L'elettroencefalografia (EEG) fornisce uno strumento ideale per affrontare questa questione catturando le risposte corticali a stimoli somatosensoriali con alta risoluzionetemporale 4. Le metriche critiche includono i potenziali precoci legati all'evento (ERP), che riflettono l'elaborazione corticale iniziale delle caratteristiche dellostimolo 5, e la componente di negatività di disadattamento (MMN) 6,7. La MMN è una risposta pre-attenta e di rilevamento del cambiamento, tipicamente suscitata in un paradigma strano, che segnala una violazione della previsione sensoriale quando una sequenza di stimoli standard ripetitivi viene interrotta da uno stimolo devianteraro 8. Questa risposta è una robusta correlazione elettrofisiologica tra discriminazione sensoriale e memoria. Un approccio complementare è il paradigma itinerante, che genera efficacemente MMN presentando brevi treni di uno stimolo ripetuto; Il primo stimolo di un nuovo treno agisce come deviante per la sua novità, fornendo un numero più equilibrato di standard e devianti rispetto al classico paradigmaoddball 9.

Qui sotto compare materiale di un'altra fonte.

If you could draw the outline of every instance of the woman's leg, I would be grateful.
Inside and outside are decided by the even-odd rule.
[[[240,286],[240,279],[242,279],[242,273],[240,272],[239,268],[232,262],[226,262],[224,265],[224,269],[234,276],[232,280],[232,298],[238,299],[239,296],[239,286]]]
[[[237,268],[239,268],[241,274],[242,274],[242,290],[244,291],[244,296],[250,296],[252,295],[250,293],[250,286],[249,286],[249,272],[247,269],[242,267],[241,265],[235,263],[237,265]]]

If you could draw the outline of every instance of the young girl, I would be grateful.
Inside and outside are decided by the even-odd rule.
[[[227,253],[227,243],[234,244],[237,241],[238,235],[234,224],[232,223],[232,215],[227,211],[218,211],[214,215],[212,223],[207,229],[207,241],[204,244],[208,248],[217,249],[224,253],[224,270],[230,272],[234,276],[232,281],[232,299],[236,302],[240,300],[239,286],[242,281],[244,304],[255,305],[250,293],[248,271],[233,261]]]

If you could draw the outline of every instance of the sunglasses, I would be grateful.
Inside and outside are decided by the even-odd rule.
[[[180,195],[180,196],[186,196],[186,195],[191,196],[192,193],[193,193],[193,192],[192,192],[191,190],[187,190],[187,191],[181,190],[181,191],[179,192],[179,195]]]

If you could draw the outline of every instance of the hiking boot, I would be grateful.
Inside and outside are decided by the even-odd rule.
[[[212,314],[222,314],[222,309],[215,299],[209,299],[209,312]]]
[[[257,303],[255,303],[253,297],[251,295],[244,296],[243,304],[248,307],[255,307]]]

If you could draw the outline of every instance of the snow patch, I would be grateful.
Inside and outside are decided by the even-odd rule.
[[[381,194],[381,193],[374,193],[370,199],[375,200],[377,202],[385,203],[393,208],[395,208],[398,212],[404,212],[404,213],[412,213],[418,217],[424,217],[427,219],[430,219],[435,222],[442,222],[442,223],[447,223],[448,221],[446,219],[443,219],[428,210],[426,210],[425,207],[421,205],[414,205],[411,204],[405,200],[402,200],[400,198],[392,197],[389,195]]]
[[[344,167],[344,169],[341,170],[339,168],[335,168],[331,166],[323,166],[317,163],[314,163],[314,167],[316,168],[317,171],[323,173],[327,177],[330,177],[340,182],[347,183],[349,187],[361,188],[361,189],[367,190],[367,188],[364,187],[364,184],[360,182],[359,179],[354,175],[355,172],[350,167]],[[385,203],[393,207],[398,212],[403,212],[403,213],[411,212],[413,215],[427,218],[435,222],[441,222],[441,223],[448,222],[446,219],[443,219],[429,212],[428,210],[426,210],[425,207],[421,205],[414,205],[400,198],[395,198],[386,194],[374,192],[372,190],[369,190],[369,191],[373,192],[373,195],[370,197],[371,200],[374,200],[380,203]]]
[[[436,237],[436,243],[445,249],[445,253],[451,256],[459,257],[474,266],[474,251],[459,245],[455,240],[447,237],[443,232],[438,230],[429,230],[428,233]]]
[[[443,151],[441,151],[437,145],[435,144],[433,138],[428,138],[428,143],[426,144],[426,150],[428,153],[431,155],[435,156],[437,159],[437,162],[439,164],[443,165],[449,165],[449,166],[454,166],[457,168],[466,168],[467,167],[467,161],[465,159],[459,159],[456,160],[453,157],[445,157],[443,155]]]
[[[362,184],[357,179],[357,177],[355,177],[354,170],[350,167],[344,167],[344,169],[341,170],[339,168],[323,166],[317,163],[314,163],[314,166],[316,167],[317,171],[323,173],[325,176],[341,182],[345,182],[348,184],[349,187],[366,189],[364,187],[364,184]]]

Sebbene la MMN sia stata ampiamente caratterizzata nei domini uditivo e visivo, manca un quadro standardizzato per confrontare la MMN tra le sottomodalità somatosensoriali. Lavori precedenti hanno stabilito separatamente risposte MMN affidabili agli stimolimeccanici 6,7 e agli stimoli elettrici 10,11,12. Tuttavia, la mancanza di un confronto diretto all'interno del soggetto, utilizzando stimoli temporalmente precisi e perceptivamente corrispondenti impedisce conclusioni significative. Questa lacuna metodologica limita fondamentalmente la capacità di valutare se le risposte elettriche evocate artificialmente coinvolgano gli stessi meccanismi di rilevamento pre-attento del cambiamento del contatto meccanico naturale.

Per affrontare questa limitazione metodologica, è stato sviluppato un protocollo EEG standardizzato per consentire il confronto neurale diretto tra stimolazione elettrica e meccanica. Il metodo attuale garantisce: sincronizzazione precisa EEG-stimolatore, calibrazione elettrica specifica per il partecipante a un livello saliente ma non avversivo, applicazione di uno stimolo meccanico standardizzato e implementazione sia di paradigmi oddball che roving per confrontare ERP e MMN tra le modalità.

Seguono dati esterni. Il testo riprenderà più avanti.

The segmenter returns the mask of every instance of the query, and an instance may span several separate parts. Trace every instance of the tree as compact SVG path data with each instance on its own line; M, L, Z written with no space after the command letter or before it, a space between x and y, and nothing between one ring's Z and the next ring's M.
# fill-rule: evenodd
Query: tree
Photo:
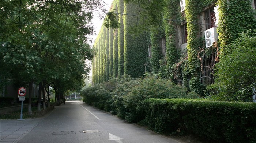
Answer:
M217 76L208 89L221 100L251 101L252 88L256 88L256 31L248 31L226 48L229 54L221 53L217 64Z
M19 86L52 84L57 97L65 90L82 87L89 72L86 61L93 56L86 36L93 32L89 23L92 9L102 5L100 1L0 3L0 79L12 79Z

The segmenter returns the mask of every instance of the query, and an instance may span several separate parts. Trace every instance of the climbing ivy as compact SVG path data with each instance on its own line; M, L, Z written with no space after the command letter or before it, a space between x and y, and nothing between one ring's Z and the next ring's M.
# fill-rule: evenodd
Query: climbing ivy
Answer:
M162 25L152 27L150 29L152 52L150 64L152 72L155 73L158 71L160 68L159 60L163 57L160 43L161 39L164 36L165 33Z
M165 71L165 78L171 78L171 67L177 59L177 50L176 47L175 32L177 21L180 23L181 20L181 13L179 11L180 7L178 4L179 0L165 0L166 6L164 8L163 25L166 39L166 67ZM177 20L172 21L170 20Z
M137 14L139 12L139 6L132 3L125 3L124 13ZM146 64L148 59L148 45L145 40L145 32L133 35L129 32L129 27L139 25L139 18L135 19L134 16L125 15L123 20L124 69L125 74L133 77L138 77L143 75L145 71Z
M97 54L100 53L99 51L103 50L107 56L102 56L101 57L100 54L99 56L97 55L94 59L93 64L95 65L93 66L93 71L95 74L93 74L93 78L97 82L103 81L100 77L103 73L101 72L101 68L105 68L104 72L106 73L107 81L110 77L118 75L120 77L124 73L133 77L138 77L151 67L152 71L158 72L161 77L165 78L175 80L182 78L184 86L189 90L202 95L204 88L200 81L202 61L200 59L202 56L210 55L211 52L216 51L216 49L211 49L212 51L204 49L204 36L202 36L204 33L200 28L203 26L200 21L202 20L200 16L204 11L215 3L219 6L218 45L222 51L226 49L226 51L230 52L230 47L226 45L236 39L238 34L242 31L256 29L255 11L253 10L250 0L186 0L185 12L181 12L180 0L145 1L145 3L140 3L140 5L136 4L136 0L125 1L129 3L125 3L124 6L122 0L115 2L118 5L116 7L118 8L118 13L138 16L116 15L117 17L115 18L118 20L120 24L118 31L114 32L113 29L107 30L105 34L108 36L106 36L104 40L104 45L101 46L99 41L104 38L97 38L94 46L94 48L98 50ZM143 1L143 0L140 1ZM161 1L163 3L152 7L157 9L162 7L163 13L162 10L155 13L155 9L149 8L153 4L156 2L161 3ZM140 9L140 12L139 6L144 8ZM153 15L147 17L150 20L145 20L147 13ZM163 19L162 24L162 21L150 21L150 19L153 19L154 16L157 18L156 19L159 19L160 15L163 15L162 19ZM142 22L142 19L144 20L144 23ZM148 23L143 25L142 23L145 24L145 22ZM151 25L150 23L152 23ZM179 48L177 37L180 36L176 32L182 24L187 24L188 37L187 49L181 54L177 50ZM145 25L150 25L151 30L150 33L147 34L148 31L145 29ZM144 27L142 29L145 31L131 33L130 28L134 27ZM118 35L118 38L114 37L114 34ZM98 37L101 36L99 35ZM163 58L160 51L159 40L164 36L166 39L166 52L165 57ZM150 60L150 65L148 64L148 49L150 43L152 46L152 57ZM101 49L101 46L104 46L103 49ZM205 51L208 51L208 53ZM105 57L106 57L106 59L102 61L101 58ZM179 59L178 57L180 57ZM116 64L117 59L118 65ZM101 67L101 64L105 64L105 65Z
M251 0L218 0L219 19L217 29L221 47L230 51L226 45L238 37L242 31L256 29L255 13Z

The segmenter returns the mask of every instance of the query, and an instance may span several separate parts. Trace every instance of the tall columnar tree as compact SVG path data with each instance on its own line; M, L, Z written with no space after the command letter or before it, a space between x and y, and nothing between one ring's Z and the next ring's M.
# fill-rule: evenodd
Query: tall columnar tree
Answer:
M30 88L33 82L44 86L57 79L61 84L56 88L65 87L68 90L82 85L80 79L89 72L85 61L91 57L85 36L93 31L88 24L92 18L90 9L99 3L76 2L1 1L0 42L9 49L1 51L1 63L5 67L22 67L19 70L10 69L9 72L15 75L8 78L20 86L29 84ZM82 5L88 11L82 11ZM75 84L69 86L69 83ZM59 91L63 94L64 90Z
M105 65L105 72L106 73L106 81L109 79L109 30L106 29L106 39L105 39L105 57L106 59Z
M124 9L124 4L123 0L118 0L118 12L123 13ZM120 78L124 75L124 24L123 15L118 15L120 28L118 28L118 76Z
M114 11L114 12L118 12L117 3L118 0L115 0L113 1L113 6L114 8L117 8ZM118 15L116 16L118 18ZM118 30L117 28L113 30L114 39L113 40L113 77L116 77L118 74Z
M113 41L114 35L113 35L113 29L110 29L109 42L109 78L113 76Z
M125 3L124 13L137 15L141 10L139 7L132 3ZM146 68L148 45L145 40L145 32L134 35L129 32L129 28L140 24L140 17L135 17L128 15L124 16L124 69L125 74L138 77L143 74Z

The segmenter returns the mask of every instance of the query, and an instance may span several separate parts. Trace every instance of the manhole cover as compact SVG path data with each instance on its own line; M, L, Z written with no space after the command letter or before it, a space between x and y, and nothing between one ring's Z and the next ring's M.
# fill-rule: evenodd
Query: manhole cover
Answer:
M85 130L83 131L85 133L94 133L94 132L99 132L99 131L95 130Z
M76 132L70 131L62 131L61 132L56 132L52 133L52 135L67 135L68 134L75 134Z

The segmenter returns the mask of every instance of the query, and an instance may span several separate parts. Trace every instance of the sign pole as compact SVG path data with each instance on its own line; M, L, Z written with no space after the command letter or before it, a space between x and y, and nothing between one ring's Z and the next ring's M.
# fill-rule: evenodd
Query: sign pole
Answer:
M26 88L24 87L20 88L18 90L18 94L19 96L19 100L21 101L21 113L20 113L20 118L17 119L18 120L26 120L22 118L23 115L22 114L22 110L23 110L23 101L25 100L25 97L24 96L27 92Z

È stata inizialmente valutata la capacità di ciascun paradigma di suscitare chiare ERP e MMN in risposta a stimoli meccanici ed elettrici di durata variabile. Il paradigma oddball generava ERP riconoscibili solo per la stimolazione elettrica e non riusciva a provocare MMN per nessuna delle due modalità. Al contrario, il paradigma itinerante ha riconosciuto con successo ERP per entrambe le modalità e una notevole componente simile a MMN per la stimolazione elettrica. Sfruttando la sensibilità del paradigma mobile, è stato condotto un confronto diretto cross-modale utilizzando catene alternate di stimoli meccanici ed elettrici. Sono stati osservati ERP chiari per entrambe le modalità, mentre una componente chiara simile alla MMN è stata evocata solo tramite stimolazione elettrica. Sebbene questi risultati iniziali si basino su un singolo partecipante per ogni condizione, dimostrano il potenziale di questo quadro standardizzato per guidare lo sviluppo di protocolli di stimolazione elettrica che possano infine suscitare risposte corticali indistinguibili da quelle del contatto meccanico naturale.

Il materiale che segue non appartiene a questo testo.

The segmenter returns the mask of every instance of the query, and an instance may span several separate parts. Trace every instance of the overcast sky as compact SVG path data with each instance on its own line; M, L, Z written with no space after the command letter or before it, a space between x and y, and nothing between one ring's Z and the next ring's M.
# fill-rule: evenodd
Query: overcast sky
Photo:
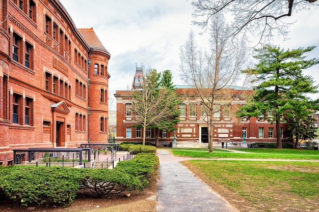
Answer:
M130 88L136 64L162 72L169 69L175 84L182 84L179 77L179 49L192 25L193 9L189 0L60 0L77 28L93 27L104 47L111 54L109 89ZM273 44L285 49L319 46L319 9L294 13L297 21L289 29L289 40L276 39ZM197 35L198 43L207 42L207 36ZM319 46L309 54L319 57ZM319 84L319 65L308 69L305 74ZM319 98L319 95L312 96Z

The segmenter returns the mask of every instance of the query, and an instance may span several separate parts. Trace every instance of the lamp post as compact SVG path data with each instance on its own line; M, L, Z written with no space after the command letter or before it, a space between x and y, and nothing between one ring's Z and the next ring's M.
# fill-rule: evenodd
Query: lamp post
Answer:
M245 132L243 133L243 141L242 142L246 142L246 140L245 139Z
M175 133L176 133L175 131L174 131L174 139L173 139L173 142L177 142Z
M175 131L174 131L174 139L173 139L173 142L172 142L172 147L174 148L176 148L177 147L177 142L176 141Z

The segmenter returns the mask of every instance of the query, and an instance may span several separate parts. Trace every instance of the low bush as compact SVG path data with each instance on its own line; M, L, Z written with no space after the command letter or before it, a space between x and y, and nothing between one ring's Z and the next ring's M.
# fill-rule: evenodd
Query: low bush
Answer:
M15 166L0 172L5 196L24 206L68 204L75 198L81 178L78 170L59 167Z
M118 162L114 169L0 166L0 201L9 199L24 206L67 205L80 190L100 198L124 191L143 191L158 164L156 155L142 153Z
M88 190L98 198L124 191L144 189L139 179L128 173L108 169L84 169L83 171L84 177L81 187Z
M138 177L144 189L157 172L159 165L158 158L155 154L140 153L130 161L118 162L114 170Z

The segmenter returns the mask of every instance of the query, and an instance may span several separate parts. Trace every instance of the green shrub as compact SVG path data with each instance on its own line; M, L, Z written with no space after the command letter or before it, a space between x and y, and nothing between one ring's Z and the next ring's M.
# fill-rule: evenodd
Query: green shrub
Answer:
M123 191L143 191L156 173L158 158L141 153L114 169L28 166L0 166L1 199L22 205L68 204L79 189L98 197Z
M82 170L81 188L89 190L98 198L124 191L142 191L139 179L127 173L108 169Z
M68 204L75 198L81 178L78 169L66 167L15 166L1 171L4 194L24 206Z
M134 149L136 153L155 153L156 148L153 146L146 146L142 144L130 145L127 148L128 151Z
M156 173L159 165L158 158L155 154L140 153L130 161L118 162L114 169L138 177L144 189Z

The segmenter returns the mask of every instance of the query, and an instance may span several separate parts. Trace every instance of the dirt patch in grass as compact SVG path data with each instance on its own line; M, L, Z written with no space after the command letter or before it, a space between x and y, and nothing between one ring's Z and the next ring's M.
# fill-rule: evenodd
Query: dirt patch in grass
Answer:
M200 171L198 167L192 166L189 161L185 161L181 163L210 187L212 190L224 197L241 212L319 211L319 202L315 198L312 199L304 199L288 193L276 186L267 187L264 189L255 188L249 185L245 185L246 193L239 194L232 192L225 186L215 183L214 179L209 179ZM276 167L270 167L270 168L275 168ZM295 170L292 167L287 169ZM302 171L299 169L298 171ZM311 172L311 170L308 169L303 170L302 171ZM235 177L234 178L235 179ZM255 196L257 196L258 198L254 198L252 201L250 201L249 196L246 199L245 197L246 194L248 193L257 194ZM273 200L270 201L270 203L269 201L265 201L270 199Z
M122 194L112 195L103 199L87 198L80 194L69 205L36 206L24 207L14 205L8 201L0 200L1 212L155 212L157 180L151 182L142 192L131 193L129 197Z

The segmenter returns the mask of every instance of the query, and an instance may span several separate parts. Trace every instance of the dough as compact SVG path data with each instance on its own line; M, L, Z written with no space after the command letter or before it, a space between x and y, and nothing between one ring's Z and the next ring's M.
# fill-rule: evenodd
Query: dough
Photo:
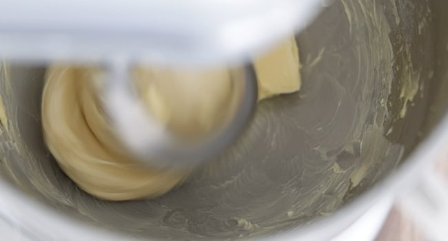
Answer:
M254 66L259 99L300 88L294 39L257 59ZM227 70L198 72L139 67L134 74L148 109L181 136L200 137L212 131L232 116L229 113L237 104ZM126 200L164 194L191 170L145 166L121 145L95 94L102 77L93 67L54 65L48 69L42 125L48 149L80 188L99 198Z

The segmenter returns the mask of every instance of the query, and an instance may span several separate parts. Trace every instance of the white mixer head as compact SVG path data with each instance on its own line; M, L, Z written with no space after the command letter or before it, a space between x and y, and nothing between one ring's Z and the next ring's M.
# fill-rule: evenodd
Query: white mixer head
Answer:
M155 164L196 163L225 147L247 121L256 100L253 70L246 70L250 79L236 119L221 134L191 145L177 142L144 112L130 91L133 65L243 65L303 29L322 1L4 0L0 55L21 63L103 66L110 82L103 90L110 101L105 109L124 143L150 160L164 160ZM116 109L119 99L125 106Z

Solo recentemente le risposte MMN alla stimolazione elettrica e meccanica sono state confrontate direttamente, e finora solo utilizzando magnetoencefalografia12,13. Il protocollo proposto è quindi il primo a fornire un quadro EEG unificato e dettagliato per registrare la MMN somatosensoriale – uno stimolo evocato sia da stimolazione elettrica che meccanica e implementato come stimolo standard e deviante all'interno dello stesso disegno sperimentale. La novità chiave di questo protocollo non risiede nella preparazione EEG stessa, ma nell'integrazione di stimolazione, registrazione, sincronizzazione e analisi in una metodologia completa e end-to-end che consenta il confronto diretto tra modali del processamento somatosensoriale. Le procedure di preparazione EEG seguono le migliori pratiche consolidate e si basano sui protocolliprecedentemente pubblicati 14. Sebbene aspetti dell'impostazione EEG siano stati dimostrati anche in formativideo-basati 15, questi approcci non sono stati combinati con stimolazioni tattili elettriche e meccaniche controllate con precisione, né applicati ai paradigmi MMN. Integrando questi elementi, il protocollo attuale estende le metodologie esistenti e fornisce un quadro trasferibile per l'indagine meccanicistica della previsione somatosensoriale e della rilevazione delle deviazioni.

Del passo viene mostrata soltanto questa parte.